Except for California, Oregon, Washington and New York in the U.S., which have adopted their own tough laws and regulations, there’s a big question mark over environmental practices across the country. But in Canada, the federal government is adopting tough new regulations to meet its Paris climate change accord requirements. Meanwhile, beyond Ottawa’s requirements, Ontario and Québec have signed separate climate change agreements with California and the ensuing regulations are expected to keep environment practices busy.
The new tax law in the U.S. is expected to keep attorneys in this area busy well into 2018.
There are several hot trends for 2018 in business development and marketing among smarter firms including formal business development coaching and training for attorneys in the face of stagnant demand for outside law firms; greater pressure on bar associations and law societies to allow fee-sharing; non-lawyers being given the authority – as well as the responsibility – for managing larger firms; a greater outsourcing of management functions in midsized and smaller firm, and a renewed interest by firms in creating non-law subsidiaries.
- Formal coaching and business development training – In midsized firms where the effort is supported by the managing partner, coaching, and training are starting to have resulted in making more attorneys more effective at generating more work. For solo’s, one-on-one coaching is becoming a necessity for their survival.

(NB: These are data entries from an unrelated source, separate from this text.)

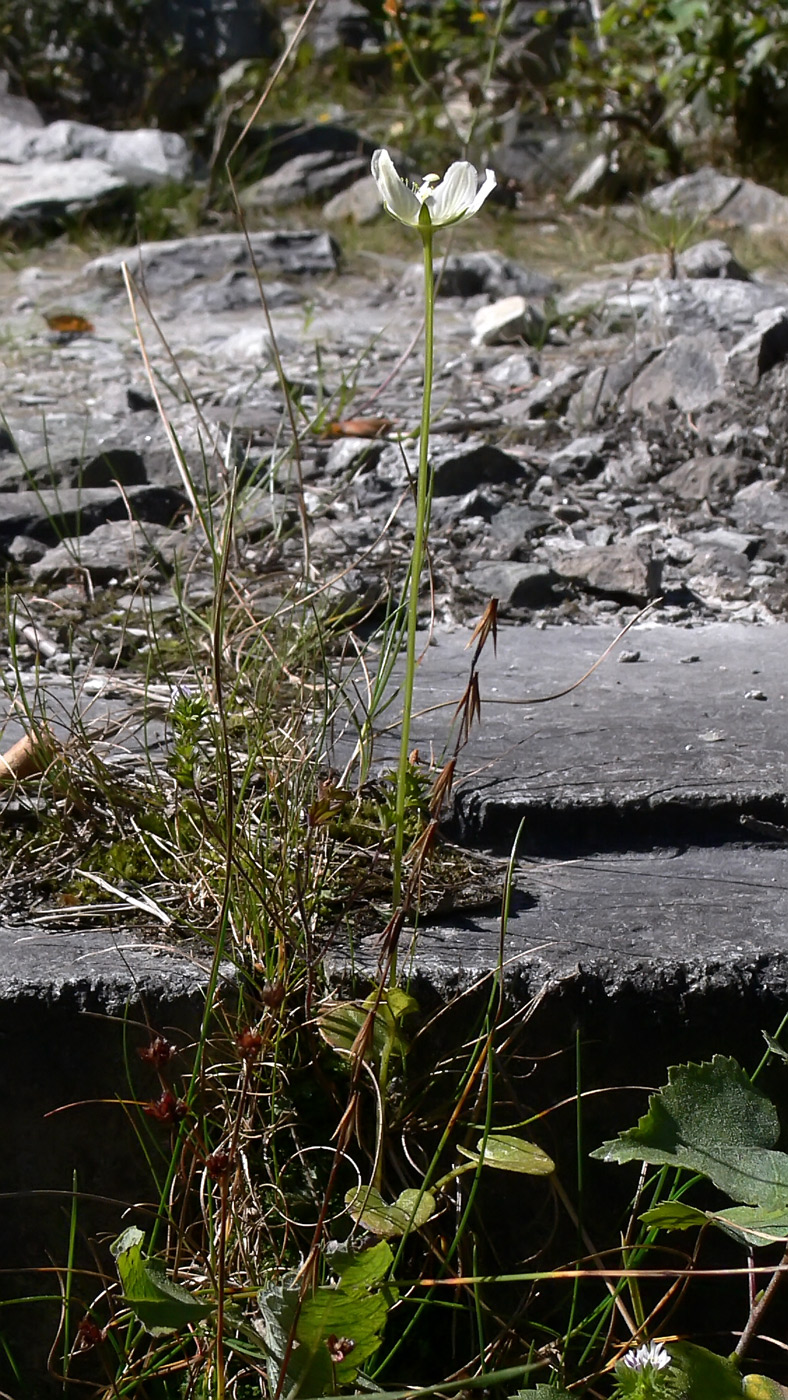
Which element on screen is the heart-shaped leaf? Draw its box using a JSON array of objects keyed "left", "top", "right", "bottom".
[
  {"left": 459, "top": 1133, "right": 556, "bottom": 1176},
  {"left": 344, "top": 1186, "right": 435, "bottom": 1239},
  {"left": 109, "top": 1225, "right": 214, "bottom": 1337},
  {"left": 591, "top": 1056, "right": 788, "bottom": 1211}
]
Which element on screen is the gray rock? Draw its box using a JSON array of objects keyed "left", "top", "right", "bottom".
[
  {"left": 473, "top": 297, "right": 546, "bottom": 346},
  {"left": 733, "top": 482, "right": 788, "bottom": 533},
  {"left": 644, "top": 165, "right": 743, "bottom": 218},
  {"left": 644, "top": 165, "right": 788, "bottom": 232},
  {"left": 512, "top": 364, "right": 585, "bottom": 423},
  {"left": 551, "top": 542, "right": 661, "bottom": 605},
  {"left": 84, "top": 230, "right": 339, "bottom": 293},
  {"left": 31, "top": 519, "right": 186, "bottom": 587},
  {"left": 0, "top": 69, "right": 45, "bottom": 127},
  {"left": 430, "top": 438, "right": 528, "bottom": 497},
  {"left": 676, "top": 238, "right": 752, "bottom": 281},
  {"left": 469, "top": 560, "right": 557, "bottom": 616},
  {"left": 375, "top": 434, "right": 530, "bottom": 497},
  {"left": 661, "top": 456, "right": 757, "bottom": 505},
  {"left": 0, "top": 486, "right": 188, "bottom": 545},
  {"left": 323, "top": 175, "right": 384, "bottom": 224},
  {"left": 549, "top": 433, "right": 610, "bottom": 482},
  {"left": 626, "top": 332, "right": 728, "bottom": 413},
  {"left": 0, "top": 160, "right": 127, "bottom": 224},
  {"left": 400, "top": 252, "right": 556, "bottom": 301},
  {"left": 239, "top": 151, "right": 370, "bottom": 210},
  {"left": 483, "top": 351, "right": 539, "bottom": 389},
  {"left": 728, "top": 307, "right": 788, "bottom": 385}
]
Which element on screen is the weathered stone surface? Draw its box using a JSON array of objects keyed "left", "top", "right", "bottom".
[
  {"left": 470, "top": 560, "right": 557, "bottom": 616},
  {"left": 627, "top": 332, "right": 728, "bottom": 412},
  {"left": 85, "top": 230, "right": 337, "bottom": 291},
  {"left": 644, "top": 165, "right": 743, "bottom": 218},
  {"left": 645, "top": 165, "right": 788, "bottom": 232},
  {"left": 661, "top": 456, "right": 757, "bottom": 504},
  {"left": 0, "top": 158, "right": 126, "bottom": 224},
  {"left": 239, "top": 151, "right": 370, "bottom": 210},
  {"left": 323, "top": 175, "right": 384, "bottom": 224},
  {"left": 553, "top": 543, "right": 661, "bottom": 603},
  {"left": 31, "top": 519, "right": 188, "bottom": 585},
  {"left": 400, "top": 251, "right": 556, "bottom": 301},
  {"left": 728, "top": 307, "right": 788, "bottom": 384},
  {"left": 0, "top": 484, "right": 186, "bottom": 545},
  {"left": 473, "top": 297, "right": 544, "bottom": 346}
]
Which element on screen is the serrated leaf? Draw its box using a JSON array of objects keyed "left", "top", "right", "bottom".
[
  {"left": 511, "top": 1386, "right": 572, "bottom": 1400},
  {"left": 109, "top": 1225, "right": 214, "bottom": 1337},
  {"left": 640, "top": 1201, "right": 708, "bottom": 1229},
  {"left": 258, "top": 1245, "right": 393, "bottom": 1400},
  {"left": 708, "top": 1205, "right": 788, "bottom": 1249},
  {"left": 761, "top": 1030, "right": 788, "bottom": 1060},
  {"left": 459, "top": 1133, "right": 556, "bottom": 1176},
  {"left": 344, "top": 1186, "right": 435, "bottom": 1239},
  {"left": 670, "top": 1341, "right": 742, "bottom": 1400},
  {"left": 742, "top": 1376, "right": 788, "bottom": 1400},
  {"left": 591, "top": 1056, "right": 788, "bottom": 1211}
]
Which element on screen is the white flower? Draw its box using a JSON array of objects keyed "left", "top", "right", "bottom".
[
  {"left": 372, "top": 150, "right": 495, "bottom": 228},
  {"left": 624, "top": 1341, "right": 670, "bottom": 1371}
]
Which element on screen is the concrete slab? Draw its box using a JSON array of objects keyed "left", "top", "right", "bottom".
[{"left": 366, "top": 623, "right": 788, "bottom": 854}]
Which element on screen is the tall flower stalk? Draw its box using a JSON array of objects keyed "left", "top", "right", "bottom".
[{"left": 372, "top": 150, "right": 495, "bottom": 929}]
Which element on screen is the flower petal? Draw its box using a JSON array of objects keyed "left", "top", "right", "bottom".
[
  {"left": 372, "top": 150, "right": 421, "bottom": 225},
  {"left": 467, "top": 171, "right": 498, "bottom": 216},
  {"left": 430, "top": 161, "right": 476, "bottom": 228}
]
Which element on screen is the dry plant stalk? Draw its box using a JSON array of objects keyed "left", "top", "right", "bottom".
[{"left": 0, "top": 725, "right": 56, "bottom": 784}]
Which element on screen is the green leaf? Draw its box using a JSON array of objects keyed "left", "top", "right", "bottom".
[
  {"left": 459, "top": 1133, "right": 556, "bottom": 1176},
  {"left": 640, "top": 1201, "right": 708, "bottom": 1229},
  {"left": 670, "top": 1341, "right": 742, "bottom": 1400},
  {"left": 258, "top": 1242, "right": 393, "bottom": 1400},
  {"left": 708, "top": 1205, "right": 788, "bottom": 1249},
  {"left": 109, "top": 1225, "right": 214, "bottom": 1337},
  {"left": 591, "top": 1056, "right": 788, "bottom": 1211},
  {"left": 761, "top": 1030, "right": 788, "bottom": 1060},
  {"left": 511, "top": 1386, "right": 572, "bottom": 1400},
  {"left": 344, "top": 1186, "right": 435, "bottom": 1239},
  {"left": 743, "top": 1376, "right": 788, "bottom": 1400}
]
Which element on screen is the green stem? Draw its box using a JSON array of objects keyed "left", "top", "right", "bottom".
[{"left": 392, "top": 221, "right": 435, "bottom": 963}]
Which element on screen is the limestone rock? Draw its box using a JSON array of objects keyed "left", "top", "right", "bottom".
[
  {"left": 31, "top": 519, "right": 185, "bottom": 585},
  {"left": 661, "top": 456, "right": 757, "bottom": 504},
  {"left": 473, "top": 297, "right": 544, "bottom": 346},
  {"left": 553, "top": 542, "right": 661, "bottom": 605},
  {"left": 84, "top": 230, "right": 339, "bottom": 293},
  {"left": 627, "top": 332, "right": 728, "bottom": 412}
]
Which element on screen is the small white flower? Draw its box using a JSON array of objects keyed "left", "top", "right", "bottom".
[
  {"left": 624, "top": 1341, "right": 670, "bottom": 1371},
  {"left": 372, "top": 150, "right": 495, "bottom": 228}
]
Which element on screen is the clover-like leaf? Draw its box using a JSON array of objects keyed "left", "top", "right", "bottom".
[
  {"left": 459, "top": 1133, "right": 556, "bottom": 1176},
  {"left": 344, "top": 1186, "right": 435, "bottom": 1239},
  {"left": 591, "top": 1056, "right": 788, "bottom": 1211},
  {"left": 109, "top": 1225, "right": 214, "bottom": 1337}
]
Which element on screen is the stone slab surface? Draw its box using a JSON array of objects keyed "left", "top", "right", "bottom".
[
  {"left": 391, "top": 846, "right": 788, "bottom": 1000},
  {"left": 366, "top": 623, "right": 788, "bottom": 853}
]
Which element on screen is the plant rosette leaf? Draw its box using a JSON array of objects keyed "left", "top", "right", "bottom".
[
  {"left": 458, "top": 1133, "right": 556, "bottom": 1176},
  {"left": 591, "top": 1056, "right": 788, "bottom": 1211},
  {"left": 742, "top": 1376, "right": 788, "bottom": 1400},
  {"left": 640, "top": 1201, "right": 708, "bottom": 1229},
  {"left": 344, "top": 1186, "right": 435, "bottom": 1239},
  {"left": 670, "top": 1341, "right": 742, "bottom": 1400},
  {"left": 109, "top": 1225, "right": 214, "bottom": 1337},
  {"left": 258, "top": 1242, "right": 393, "bottom": 1400}
]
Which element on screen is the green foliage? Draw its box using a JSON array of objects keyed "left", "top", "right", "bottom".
[
  {"left": 554, "top": 0, "right": 788, "bottom": 168},
  {"left": 592, "top": 1056, "right": 788, "bottom": 1211},
  {"left": 111, "top": 1225, "right": 213, "bottom": 1337},
  {"left": 459, "top": 1133, "right": 556, "bottom": 1176},
  {"left": 258, "top": 1240, "right": 393, "bottom": 1400}
]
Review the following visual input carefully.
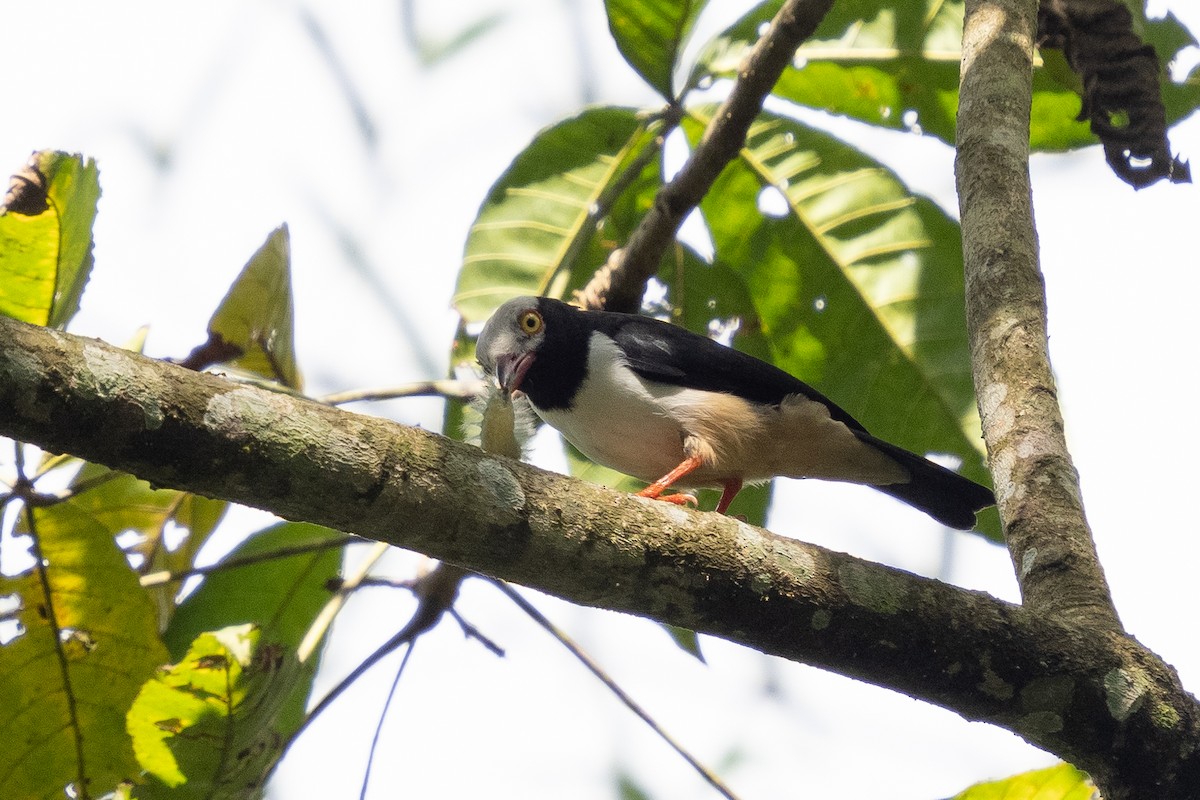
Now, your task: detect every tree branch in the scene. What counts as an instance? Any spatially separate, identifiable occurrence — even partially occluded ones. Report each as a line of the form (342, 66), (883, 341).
(955, 0), (1122, 631)
(577, 0), (833, 313)
(0, 318), (1200, 800)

- Outsourcing management functions – Smaller firms without the desire or resources to build up an entire staff department are coming to view outsourcing as a way to have the equivalent of a full-time, in-house department without adding to the payroll or headcount. For less than the annual cost of one or two fairly junior people outsourcing gives a firm access to experienced, senior executives.
- Website Development and Design – The Dept. of Justice is expected to begin enforcing the website accessibility issue in 2018. Law firms will be expected to comply, and if they do not they will suffer not just fines but public embarrassment. So look for many firms redoing older sites, and newer sites being updated to comply with the law,
- Greater authority for firm managers – Savvy firms are finally recognizing that giving “non-lawyers” the authority for their area of management expertise drives fee revenue and profits. This is especially good news for marketing directors and IT managers because it’s a marked change from the restrictions and second-guessing many of them have had to live with for several decades.
- Non-Law Subsidiaries – Some 15 years ago, a few firms toyed with creating business subsidiaries that had nothing to do with practicing law. Although the concept sort of disappeared from view, they have become popular again as non-traditional competitors have created law practices. Properly managed, they can relieve some of the fee and profit pressure midsized and other non-BigLaw firms are facing.
From this survey, it appears as if 2018 will continue to bring significant practice and management challenges to law firms of all sizes, from solo practitioners and small or midsized firms right up to the BigLaw behemoths. We’ll continue to track developments in the business of law and keep attorneys informed.